MR: What has been the most memorable event in your career so far, sir?
PP: Man, there’s been a ton. I mean lots of different kinds of moments. I would say the most memorable was to tour Europe. Just traveling around, experiencing new cultures every night.
MR: How many shows did you do in Europe with HEALTH?
PP: We were gone for two months, I don’t even know.

MR: Do you have any preshow rituals?
PP: I used to be about it for sure, I used to play “Deep Space 9MM” by El-P, that was years ago. I don’t do that anymore. I just sort of like, I feel like unpacking and packing my stuff, it’s a ritual because I do it all the time, but I pay a lot of attention to it.

MR: What do you like to listen to when you’re driving?
PP: I don’t know. In the car yesterday, we were jamming out to The Stooges, Bjork, UK club sounding stuff. I love dub step and grime.
MR: That’s new and old. Would you say you listen to more ’80s or older music?
PP: I usually listen to new stuff.

MR: What do you think of the current state of the music industry?
PP: It’s an amazing place right now. This guy I’m touring with right now, Washed Out, has never really toured before. He’s headlining, he’s only played ten shows and we’re playing sold out shows.
MR: How does he do it?
PP: It’s all Internet.

MR: How do you feel about pirating music?
PP: Ah man, I download music all the time.
MR: Thief! Fucking thief.
PP: I’ve always put my music up for free.
MR: Do you think that’s necessary?
PP: Kind of, yeah. You have to give it away.
MR: How do we make money? Let the people know!
PP: Record sales, as for any indie band, makes no money. It’s just shows and merchandise. You have to work for it.
MR. That’s right. Nobody can download a shirt, motherfucker.

Mane Rok

MR: If you could create a band with no more than four members, who you’d like to see perform live, who would be in it? Would it be you and you and you and you or what?
PP: Let’s see. How about fucking, hmmm, a ’90s R&B boy band, Soul for Real, or Bell Biv DeVoe, on part vocal section, have an industrial producer from the ’80s Mister M, like Bauhaus. An R&B vocal band over some sick industrial beats because that wouldn’t make any sense at all.

MR: What’s next for you?
PP: The almighty recording in my bedroom, art in my bedroom, keeping it real. Doing my thing.

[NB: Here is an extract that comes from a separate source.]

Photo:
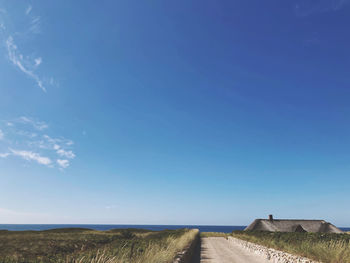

MR: Where do you hope your music takes you? The listener?
PP: I just want it to be able to take me around and to share my life with people. It allows me to be free and myself.
MR: Is it more about you or the listener? You being free, you felt constrained by hip-hop?
PP: I put a lot of concepts in my record that I want to come across to the listener. It’s definitely not just for me.